My favourite Martian
Some are friendly and funny. Others are hatching nefarious plans. Essentially, they’re not that different from Earthlings. Writers of fantasy and speculative fiction pick their favourite Martians from the worlds of fiction and sci-fi.
Prayaag Akbar
author of Leila (2017), which was turned into a Netflix series in 2019. Set in a dystopian near-future, the book follows one woman’s attempt to find her missing daughter in an India run by a totalitarian regime
My favourite Martian at this moment lives in a wonderful, warm story called The Way Back Home (2007), by Oliver Jeffers. It’s the story of a young boy who discovers a plane in his closet and soars into the sky, only to crash-land on the moon. He finds a Martian who has suffered a similar fate. The boy and the Martian must find their way back home. My twoand-a-half-year-old son and I love this story. It is a reminder that the way to get through a crisis is by helping others, even those different from us.
Mimi Mondal
Hugo- and Nebula award-nominated author. Her Nebula-nominated novelette titled His Footsteps, Through Darkness and Light (2019), involves a genie, a vengeful temple goddess, a trapeze master and a young devadasi
Two of my favourite Martians are Bobbie Draper and Alex Kamal from the TV show The Expanse (2015--). I really enjoyed the broad tapestry of scientifically believable, culturally intelligent storytelling on this show. I squealed at my TV when I noticed there was a neighbourhood called Breach Candy on Mars, which may have been the contribution of the showrunner Naren
Shankar.
Anil Menon
author of Half Of What I Say (2015). His debut novel The Beast With Nine Billion Feet (2009) is set in Pune 2040, a world of emotional cars, liquid computers, illusion pods, and two teenage siblings who are questioning what it means to be human
Actually, there’s nothing truly “alien” about aliens in science-fiction. The movie Mission to Mars (2000) plays with this idea. In the movie, it turns out that tech-advanced Martians had seeded life on Earth long ago. In short, the Martians are us! I really liked the idea. Humans are such misfits on this planet. It’s like we belong elsewhere.
Manjula Padmanabhan
author of Escape (2008). Its protagonist, Meiji, is the only woman left in a land where women have been exterminated.
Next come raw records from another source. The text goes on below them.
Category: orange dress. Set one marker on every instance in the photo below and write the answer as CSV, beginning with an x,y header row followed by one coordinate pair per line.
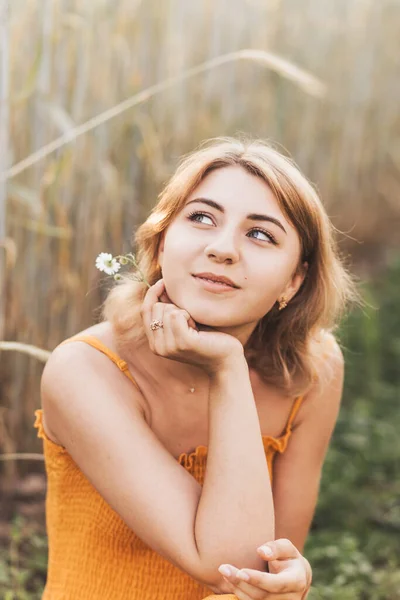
x,y
93,554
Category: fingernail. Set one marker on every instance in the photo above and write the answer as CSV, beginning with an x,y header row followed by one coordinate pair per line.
x,y
266,550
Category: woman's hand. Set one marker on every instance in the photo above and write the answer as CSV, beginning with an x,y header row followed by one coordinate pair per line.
x,y
180,339
289,576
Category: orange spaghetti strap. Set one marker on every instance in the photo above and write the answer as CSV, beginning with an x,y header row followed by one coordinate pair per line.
x,y
96,343
293,412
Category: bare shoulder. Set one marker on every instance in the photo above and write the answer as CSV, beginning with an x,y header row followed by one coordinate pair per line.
x,y
329,360
76,367
323,398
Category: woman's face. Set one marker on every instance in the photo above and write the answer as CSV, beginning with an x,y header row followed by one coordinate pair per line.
x,y
259,255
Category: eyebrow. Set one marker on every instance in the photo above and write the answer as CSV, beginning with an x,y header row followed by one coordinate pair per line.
x,y
251,216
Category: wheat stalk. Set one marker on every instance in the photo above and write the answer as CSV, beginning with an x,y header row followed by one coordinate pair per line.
x,y
302,78
34,351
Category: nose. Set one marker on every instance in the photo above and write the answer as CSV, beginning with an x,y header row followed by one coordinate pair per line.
x,y
223,247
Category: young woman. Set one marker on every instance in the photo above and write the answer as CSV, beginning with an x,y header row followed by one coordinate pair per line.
x,y
190,426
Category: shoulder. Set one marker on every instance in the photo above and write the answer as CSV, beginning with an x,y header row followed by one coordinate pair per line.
x,y
327,356
75,373
325,393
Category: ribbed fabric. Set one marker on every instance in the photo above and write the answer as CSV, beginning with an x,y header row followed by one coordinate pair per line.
x,y
93,555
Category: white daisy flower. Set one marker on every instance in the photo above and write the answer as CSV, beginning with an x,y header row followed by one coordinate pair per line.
x,y
105,262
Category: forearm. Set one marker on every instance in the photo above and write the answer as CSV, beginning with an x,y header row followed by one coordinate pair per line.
x,y
235,513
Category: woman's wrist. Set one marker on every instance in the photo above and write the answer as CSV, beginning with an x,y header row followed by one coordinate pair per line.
x,y
231,366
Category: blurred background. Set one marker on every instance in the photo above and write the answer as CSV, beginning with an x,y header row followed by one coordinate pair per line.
x,y
98,100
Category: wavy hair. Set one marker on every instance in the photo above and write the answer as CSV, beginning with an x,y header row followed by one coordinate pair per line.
x,y
284,346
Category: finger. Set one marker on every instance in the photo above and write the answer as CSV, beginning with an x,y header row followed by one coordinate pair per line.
x,y
281,549
250,591
285,582
151,297
180,328
175,325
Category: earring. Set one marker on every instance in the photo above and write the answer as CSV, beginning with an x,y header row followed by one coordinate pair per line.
x,y
282,302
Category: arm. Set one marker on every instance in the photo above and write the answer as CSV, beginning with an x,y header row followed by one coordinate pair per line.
x,y
99,418
297,475
235,513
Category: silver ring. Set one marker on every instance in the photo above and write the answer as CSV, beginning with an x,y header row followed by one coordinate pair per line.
x,y
156,324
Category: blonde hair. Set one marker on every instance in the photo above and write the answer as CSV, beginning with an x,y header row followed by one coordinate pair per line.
x,y
281,346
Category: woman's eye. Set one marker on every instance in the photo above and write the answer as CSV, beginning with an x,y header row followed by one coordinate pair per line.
x,y
266,233
196,215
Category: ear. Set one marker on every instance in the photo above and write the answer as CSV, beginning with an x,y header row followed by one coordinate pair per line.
x,y
161,249
294,285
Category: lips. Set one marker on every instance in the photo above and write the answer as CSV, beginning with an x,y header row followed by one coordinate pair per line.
x,y
216,279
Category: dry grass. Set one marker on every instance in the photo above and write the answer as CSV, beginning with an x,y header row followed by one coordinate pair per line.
x,y
98,101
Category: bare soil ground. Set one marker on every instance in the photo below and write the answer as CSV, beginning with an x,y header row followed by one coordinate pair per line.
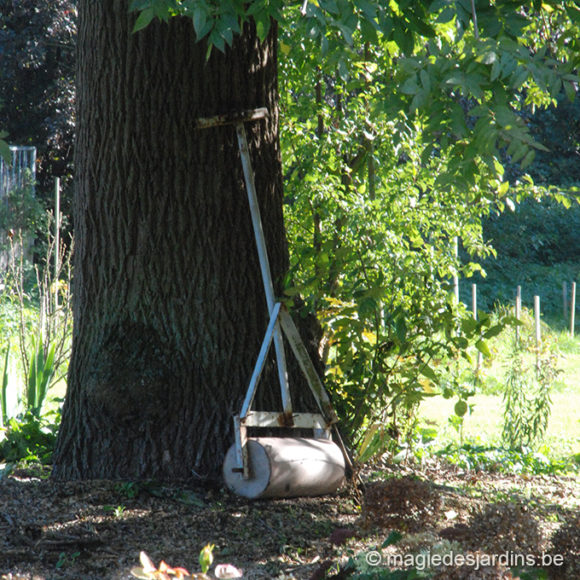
x,y
449,524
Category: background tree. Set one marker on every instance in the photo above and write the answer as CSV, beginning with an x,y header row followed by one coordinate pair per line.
x,y
37,62
168,302
169,309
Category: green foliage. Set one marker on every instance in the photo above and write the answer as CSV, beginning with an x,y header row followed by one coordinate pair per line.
x,y
398,119
40,374
476,457
5,152
4,389
29,438
527,397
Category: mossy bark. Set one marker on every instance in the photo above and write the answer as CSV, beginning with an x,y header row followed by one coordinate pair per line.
x,y
169,307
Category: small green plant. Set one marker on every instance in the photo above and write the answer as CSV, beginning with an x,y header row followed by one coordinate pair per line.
x,y
4,389
40,374
527,401
29,438
118,511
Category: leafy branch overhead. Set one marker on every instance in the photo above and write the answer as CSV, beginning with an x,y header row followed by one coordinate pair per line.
x,y
467,84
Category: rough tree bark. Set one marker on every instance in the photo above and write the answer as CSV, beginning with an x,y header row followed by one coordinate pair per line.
x,y
168,301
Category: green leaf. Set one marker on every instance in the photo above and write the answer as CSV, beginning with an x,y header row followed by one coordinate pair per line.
x,y
483,348
394,537
144,19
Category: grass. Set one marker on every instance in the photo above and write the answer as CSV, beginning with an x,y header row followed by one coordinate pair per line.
x,y
486,421
483,425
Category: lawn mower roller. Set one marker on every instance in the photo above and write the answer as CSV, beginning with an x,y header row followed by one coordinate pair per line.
x,y
273,467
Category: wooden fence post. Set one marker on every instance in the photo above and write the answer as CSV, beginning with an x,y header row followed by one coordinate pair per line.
x,y
538,330
572,309
518,313
474,310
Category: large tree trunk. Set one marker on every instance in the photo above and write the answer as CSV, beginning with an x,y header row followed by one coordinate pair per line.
x,y
168,301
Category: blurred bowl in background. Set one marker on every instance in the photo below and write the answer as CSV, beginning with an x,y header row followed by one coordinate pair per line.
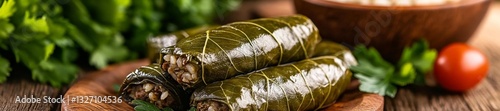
x,y
391,28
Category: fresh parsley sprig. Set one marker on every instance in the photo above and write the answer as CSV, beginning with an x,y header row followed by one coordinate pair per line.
x,y
141,105
379,76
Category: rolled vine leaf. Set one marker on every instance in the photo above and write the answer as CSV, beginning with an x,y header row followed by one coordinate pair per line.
x,y
310,84
238,48
150,84
165,40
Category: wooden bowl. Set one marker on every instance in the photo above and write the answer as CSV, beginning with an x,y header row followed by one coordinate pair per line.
x,y
391,28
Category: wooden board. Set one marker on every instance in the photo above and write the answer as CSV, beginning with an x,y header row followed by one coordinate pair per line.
x,y
101,83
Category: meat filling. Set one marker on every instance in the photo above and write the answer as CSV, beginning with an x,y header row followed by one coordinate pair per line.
x,y
152,93
210,105
182,71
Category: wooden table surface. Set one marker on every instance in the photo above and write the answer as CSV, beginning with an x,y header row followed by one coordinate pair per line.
x,y
486,96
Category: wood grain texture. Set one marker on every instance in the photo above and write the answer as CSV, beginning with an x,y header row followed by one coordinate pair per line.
x,y
485,97
100,83
390,29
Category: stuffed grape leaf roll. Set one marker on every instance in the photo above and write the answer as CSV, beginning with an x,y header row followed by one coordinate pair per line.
x,y
239,48
310,84
149,83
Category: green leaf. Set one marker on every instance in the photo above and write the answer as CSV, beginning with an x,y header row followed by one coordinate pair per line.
x,y
141,105
7,8
6,28
116,87
373,72
54,72
167,109
420,55
4,69
31,53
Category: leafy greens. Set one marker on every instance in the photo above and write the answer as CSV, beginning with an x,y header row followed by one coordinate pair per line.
x,y
47,36
379,76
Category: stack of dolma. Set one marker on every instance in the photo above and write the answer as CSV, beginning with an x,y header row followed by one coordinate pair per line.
x,y
261,64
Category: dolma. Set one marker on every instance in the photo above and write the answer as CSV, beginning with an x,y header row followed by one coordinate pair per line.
x,y
165,40
310,84
239,48
149,83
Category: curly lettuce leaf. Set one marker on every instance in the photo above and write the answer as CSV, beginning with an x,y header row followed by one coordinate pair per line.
x,y
4,69
7,8
54,72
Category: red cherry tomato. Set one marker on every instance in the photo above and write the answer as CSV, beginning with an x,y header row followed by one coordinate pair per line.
x,y
460,67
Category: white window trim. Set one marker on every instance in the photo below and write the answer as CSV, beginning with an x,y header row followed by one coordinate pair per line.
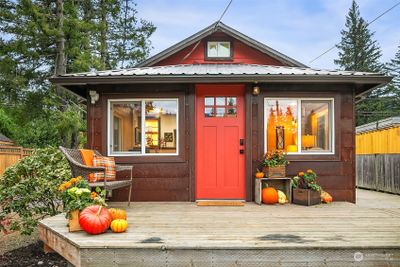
x,y
299,100
218,44
143,114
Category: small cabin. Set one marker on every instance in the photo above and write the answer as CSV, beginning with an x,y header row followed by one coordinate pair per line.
x,y
196,119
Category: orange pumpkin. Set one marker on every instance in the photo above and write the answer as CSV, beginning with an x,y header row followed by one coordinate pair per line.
x,y
117,213
119,225
259,174
270,195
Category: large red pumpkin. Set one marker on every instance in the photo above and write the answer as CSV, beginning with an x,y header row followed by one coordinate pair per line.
x,y
270,195
95,219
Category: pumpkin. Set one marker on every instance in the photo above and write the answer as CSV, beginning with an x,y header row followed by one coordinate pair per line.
x,y
326,197
95,219
117,213
259,174
270,195
119,225
282,199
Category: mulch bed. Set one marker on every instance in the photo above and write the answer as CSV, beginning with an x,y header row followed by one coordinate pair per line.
x,y
31,255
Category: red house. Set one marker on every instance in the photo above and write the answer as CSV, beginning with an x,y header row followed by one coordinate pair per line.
x,y
196,119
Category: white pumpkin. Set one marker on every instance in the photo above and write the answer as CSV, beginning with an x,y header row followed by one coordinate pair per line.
x,y
282,199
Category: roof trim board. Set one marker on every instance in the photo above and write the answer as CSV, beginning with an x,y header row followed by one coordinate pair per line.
x,y
219,26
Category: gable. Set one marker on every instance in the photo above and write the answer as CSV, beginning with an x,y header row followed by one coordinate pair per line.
x,y
245,50
241,53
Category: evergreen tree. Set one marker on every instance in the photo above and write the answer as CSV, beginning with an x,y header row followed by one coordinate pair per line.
x,y
40,38
358,51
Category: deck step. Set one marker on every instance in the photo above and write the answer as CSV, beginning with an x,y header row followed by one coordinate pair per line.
x,y
220,203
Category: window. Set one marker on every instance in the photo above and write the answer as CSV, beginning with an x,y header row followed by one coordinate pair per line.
x,y
220,106
143,127
299,126
218,49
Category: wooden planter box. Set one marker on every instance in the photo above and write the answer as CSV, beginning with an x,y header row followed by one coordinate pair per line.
x,y
275,172
73,222
306,197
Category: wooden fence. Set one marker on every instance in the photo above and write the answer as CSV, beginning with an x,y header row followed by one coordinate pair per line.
x,y
379,172
9,155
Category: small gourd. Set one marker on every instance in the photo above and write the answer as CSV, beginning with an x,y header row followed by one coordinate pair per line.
x,y
269,195
117,213
259,174
119,225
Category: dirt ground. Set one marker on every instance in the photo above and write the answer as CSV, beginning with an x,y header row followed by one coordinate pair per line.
x,y
17,250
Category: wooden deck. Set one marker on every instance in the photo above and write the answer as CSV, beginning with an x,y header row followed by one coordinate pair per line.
x,y
183,234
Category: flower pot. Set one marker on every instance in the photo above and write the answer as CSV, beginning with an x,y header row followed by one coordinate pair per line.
x,y
73,223
306,197
275,172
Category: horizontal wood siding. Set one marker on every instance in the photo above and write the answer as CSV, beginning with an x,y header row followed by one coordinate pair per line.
x,y
156,178
386,141
336,173
195,54
379,172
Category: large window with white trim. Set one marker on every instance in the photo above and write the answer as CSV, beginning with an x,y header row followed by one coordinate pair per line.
x,y
143,127
299,126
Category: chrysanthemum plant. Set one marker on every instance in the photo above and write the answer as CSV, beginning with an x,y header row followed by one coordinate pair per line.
x,y
307,180
76,195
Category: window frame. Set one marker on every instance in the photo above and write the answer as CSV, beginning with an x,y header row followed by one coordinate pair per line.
x,y
299,124
207,57
142,124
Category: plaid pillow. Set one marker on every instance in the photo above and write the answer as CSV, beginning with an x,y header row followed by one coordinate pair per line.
x,y
108,163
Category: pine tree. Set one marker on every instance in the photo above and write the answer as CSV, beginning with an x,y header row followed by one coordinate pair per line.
x,y
357,49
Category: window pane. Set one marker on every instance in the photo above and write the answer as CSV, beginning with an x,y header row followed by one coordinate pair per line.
x,y
209,101
220,101
281,115
220,112
224,49
316,125
209,112
212,49
231,101
161,126
126,127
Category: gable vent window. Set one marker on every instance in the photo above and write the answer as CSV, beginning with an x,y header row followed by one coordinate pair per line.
x,y
219,50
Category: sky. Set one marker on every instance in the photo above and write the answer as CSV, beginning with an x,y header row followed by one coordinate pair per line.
x,y
301,29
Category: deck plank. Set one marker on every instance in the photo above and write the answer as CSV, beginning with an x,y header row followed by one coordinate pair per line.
x,y
185,226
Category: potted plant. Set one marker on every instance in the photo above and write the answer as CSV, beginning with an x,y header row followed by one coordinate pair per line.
x,y
275,164
306,191
76,195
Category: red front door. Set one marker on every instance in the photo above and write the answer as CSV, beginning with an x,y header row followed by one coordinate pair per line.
x,y
220,136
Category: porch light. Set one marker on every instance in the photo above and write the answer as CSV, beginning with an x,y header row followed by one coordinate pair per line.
x,y
256,89
94,96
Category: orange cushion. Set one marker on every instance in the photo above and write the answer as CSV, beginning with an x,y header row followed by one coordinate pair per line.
x,y
108,163
87,158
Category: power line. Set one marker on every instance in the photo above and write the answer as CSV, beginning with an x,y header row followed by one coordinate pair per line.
x,y
223,13
369,23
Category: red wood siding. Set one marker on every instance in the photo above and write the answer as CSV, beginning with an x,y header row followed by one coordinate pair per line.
x,y
242,53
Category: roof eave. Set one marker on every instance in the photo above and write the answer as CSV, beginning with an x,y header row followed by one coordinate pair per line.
x,y
373,80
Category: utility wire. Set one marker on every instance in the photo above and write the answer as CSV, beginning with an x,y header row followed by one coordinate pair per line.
x,y
223,13
369,23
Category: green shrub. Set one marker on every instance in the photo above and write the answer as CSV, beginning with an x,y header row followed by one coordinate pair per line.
x,y
28,190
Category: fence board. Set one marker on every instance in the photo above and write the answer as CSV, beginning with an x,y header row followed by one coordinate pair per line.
x,y
379,172
9,155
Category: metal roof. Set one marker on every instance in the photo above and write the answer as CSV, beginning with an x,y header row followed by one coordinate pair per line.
x,y
219,69
219,26
378,125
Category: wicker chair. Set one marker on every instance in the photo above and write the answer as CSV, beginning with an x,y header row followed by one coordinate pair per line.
x,y
78,168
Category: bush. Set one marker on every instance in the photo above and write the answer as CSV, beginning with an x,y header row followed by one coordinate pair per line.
x,y
28,190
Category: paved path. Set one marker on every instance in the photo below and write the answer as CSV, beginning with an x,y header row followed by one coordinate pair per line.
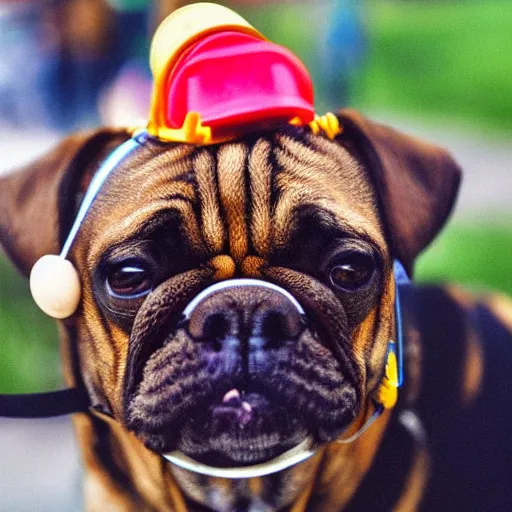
x,y
39,465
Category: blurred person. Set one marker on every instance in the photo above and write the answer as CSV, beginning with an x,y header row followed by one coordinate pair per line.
x,y
81,56
20,64
342,50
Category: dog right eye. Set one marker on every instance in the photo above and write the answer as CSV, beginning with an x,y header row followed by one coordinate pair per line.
x,y
129,282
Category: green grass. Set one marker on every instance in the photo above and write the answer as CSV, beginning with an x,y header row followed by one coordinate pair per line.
x,y
441,59
28,339
477,255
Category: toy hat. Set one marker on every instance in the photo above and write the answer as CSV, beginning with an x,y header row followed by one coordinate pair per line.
x,y
216,77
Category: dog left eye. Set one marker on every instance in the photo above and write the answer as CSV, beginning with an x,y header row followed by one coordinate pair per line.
x,y
129,282
351,272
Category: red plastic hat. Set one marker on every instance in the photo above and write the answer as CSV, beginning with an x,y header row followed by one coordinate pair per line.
x,y
216,79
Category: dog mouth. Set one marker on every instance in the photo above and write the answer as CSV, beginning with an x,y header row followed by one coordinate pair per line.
x,y
203,404
244,428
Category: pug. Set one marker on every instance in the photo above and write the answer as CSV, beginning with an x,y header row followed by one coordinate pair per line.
x,y
238,300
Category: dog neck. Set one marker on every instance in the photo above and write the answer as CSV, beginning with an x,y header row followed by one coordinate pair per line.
x,y
115,456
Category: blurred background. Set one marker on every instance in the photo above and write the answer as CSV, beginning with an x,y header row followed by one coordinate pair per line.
x,y
440,69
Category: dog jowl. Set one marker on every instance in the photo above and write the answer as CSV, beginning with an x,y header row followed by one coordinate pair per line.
x,y
251,371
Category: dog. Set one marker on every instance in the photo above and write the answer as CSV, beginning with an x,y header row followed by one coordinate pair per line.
x,y
248,375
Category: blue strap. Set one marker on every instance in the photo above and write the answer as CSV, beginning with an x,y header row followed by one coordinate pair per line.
x,y
401,279
97,182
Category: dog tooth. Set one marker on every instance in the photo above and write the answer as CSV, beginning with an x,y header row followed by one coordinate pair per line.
x,y
233,394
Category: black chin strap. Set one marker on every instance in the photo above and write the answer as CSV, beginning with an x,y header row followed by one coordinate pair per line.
x,y
44,405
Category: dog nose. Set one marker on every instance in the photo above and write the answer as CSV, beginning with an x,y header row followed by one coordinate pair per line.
x,y
253,317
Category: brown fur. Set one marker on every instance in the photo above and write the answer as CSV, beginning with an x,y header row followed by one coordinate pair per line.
x,y
238,206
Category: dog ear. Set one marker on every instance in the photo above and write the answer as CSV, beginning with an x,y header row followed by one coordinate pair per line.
x,y
38,202
416,182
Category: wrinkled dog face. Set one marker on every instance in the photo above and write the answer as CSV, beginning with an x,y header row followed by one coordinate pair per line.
x,y
247,377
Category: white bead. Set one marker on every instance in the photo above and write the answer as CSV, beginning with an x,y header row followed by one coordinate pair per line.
x,y
55,286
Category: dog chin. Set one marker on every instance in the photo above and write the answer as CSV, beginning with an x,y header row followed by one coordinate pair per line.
x,y
209,410
242,428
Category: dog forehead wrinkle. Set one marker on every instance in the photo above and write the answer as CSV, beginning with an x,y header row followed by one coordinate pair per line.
x,y
231,163
331,179
117,229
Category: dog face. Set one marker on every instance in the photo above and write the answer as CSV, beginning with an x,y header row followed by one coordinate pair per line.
x,y
247,375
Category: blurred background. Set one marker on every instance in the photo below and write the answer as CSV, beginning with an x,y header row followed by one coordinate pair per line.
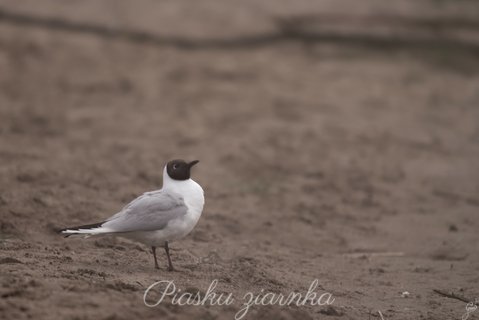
x,y
338,140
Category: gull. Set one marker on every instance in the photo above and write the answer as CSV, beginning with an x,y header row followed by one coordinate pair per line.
x,y
156,218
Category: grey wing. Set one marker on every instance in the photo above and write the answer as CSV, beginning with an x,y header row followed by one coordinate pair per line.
x,y
151,211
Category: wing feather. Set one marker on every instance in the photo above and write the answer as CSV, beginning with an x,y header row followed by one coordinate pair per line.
x,y
151,211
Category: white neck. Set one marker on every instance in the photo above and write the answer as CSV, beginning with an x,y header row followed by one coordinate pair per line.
x,y
190,190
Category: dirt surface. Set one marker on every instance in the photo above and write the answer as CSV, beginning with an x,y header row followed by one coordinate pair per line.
x,y
338,142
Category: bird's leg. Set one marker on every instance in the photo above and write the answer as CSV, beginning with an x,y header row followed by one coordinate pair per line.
x,y
170,265
154,256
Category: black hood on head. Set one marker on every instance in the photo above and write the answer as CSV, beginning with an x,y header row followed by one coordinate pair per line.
x,y
179,169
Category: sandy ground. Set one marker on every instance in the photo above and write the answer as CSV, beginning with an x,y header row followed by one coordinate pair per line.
x,y
339,149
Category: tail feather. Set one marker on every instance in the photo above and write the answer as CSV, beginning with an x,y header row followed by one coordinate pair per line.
x,y
87,229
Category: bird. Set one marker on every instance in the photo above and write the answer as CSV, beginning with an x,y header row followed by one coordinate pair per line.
x,y
158,217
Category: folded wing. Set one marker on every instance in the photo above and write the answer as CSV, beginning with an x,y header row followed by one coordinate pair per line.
x,y
151,211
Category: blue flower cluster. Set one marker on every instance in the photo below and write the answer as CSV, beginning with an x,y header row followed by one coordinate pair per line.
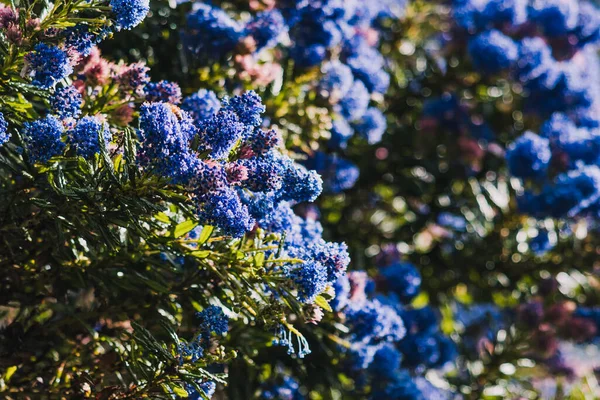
x,y
322,262
88,136
317,30
550,48
552,62
242,160
211,32
47,65
66,102
43,138
129,13
212,320
392,343
4,135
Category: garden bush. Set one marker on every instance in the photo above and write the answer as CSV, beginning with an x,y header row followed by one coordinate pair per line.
x,y
299,199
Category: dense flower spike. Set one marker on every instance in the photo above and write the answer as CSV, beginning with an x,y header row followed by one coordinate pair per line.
x,y
129,13
211,32
168,92
44,138
128,205
492,51
4,135
165,134
88,136
212,319
47,65
201,105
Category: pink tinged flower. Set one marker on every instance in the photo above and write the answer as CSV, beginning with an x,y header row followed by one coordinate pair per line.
x,y
259,73
8,17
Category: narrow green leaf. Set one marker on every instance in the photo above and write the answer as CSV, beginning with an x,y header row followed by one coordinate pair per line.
x,y
206,234
321,302
184,228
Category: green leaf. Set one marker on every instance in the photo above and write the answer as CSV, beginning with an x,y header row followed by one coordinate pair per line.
x,y
162,217
179,391
206,234
321,302
259,259
184,228
201,253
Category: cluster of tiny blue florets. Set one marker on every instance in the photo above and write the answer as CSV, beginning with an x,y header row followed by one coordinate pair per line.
x,y
316,29
48,65
4,135
242,159
129,13
43,138
558,66
66,102
165,91
88,136
392,343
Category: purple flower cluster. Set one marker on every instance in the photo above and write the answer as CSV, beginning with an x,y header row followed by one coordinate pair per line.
x,y
211,32
223,156
322,262
390,340
4,135
47,65
66,102
550,48
129,13
316,30
212,320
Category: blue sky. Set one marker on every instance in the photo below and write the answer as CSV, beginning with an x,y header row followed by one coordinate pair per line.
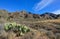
x,y
34,6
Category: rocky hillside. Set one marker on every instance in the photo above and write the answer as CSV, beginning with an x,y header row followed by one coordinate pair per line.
x,y
43,26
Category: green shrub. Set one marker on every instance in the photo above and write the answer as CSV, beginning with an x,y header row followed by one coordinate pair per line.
x,y
16,28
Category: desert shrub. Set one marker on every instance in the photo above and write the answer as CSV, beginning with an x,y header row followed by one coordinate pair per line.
x,y
16,28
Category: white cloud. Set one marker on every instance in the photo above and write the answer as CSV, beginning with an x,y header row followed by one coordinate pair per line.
x,y
56,12
42,4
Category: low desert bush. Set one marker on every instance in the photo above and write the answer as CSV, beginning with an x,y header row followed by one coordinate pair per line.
x,y
16,28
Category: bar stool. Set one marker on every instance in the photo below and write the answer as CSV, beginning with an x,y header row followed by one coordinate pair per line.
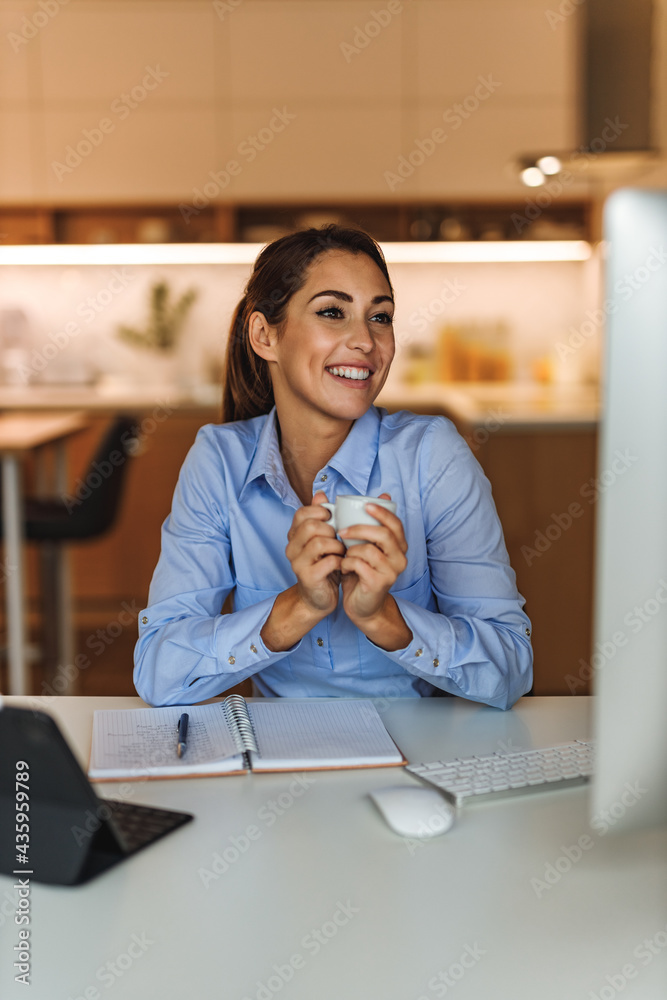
x,y
55,521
In the sequel, The Island of Lost Girls (2015), Meiji heads out of her brutalised homeland
There was an American TV programme called My Favorite Martian (1963). It was a sweet show about a mildly bad-tempered being who looked human but had some special powers. I was 12 years old and was already fixated on space travel and SF. I knew of course that humanoids from that planet were unlikely, but I liked the character’s personality.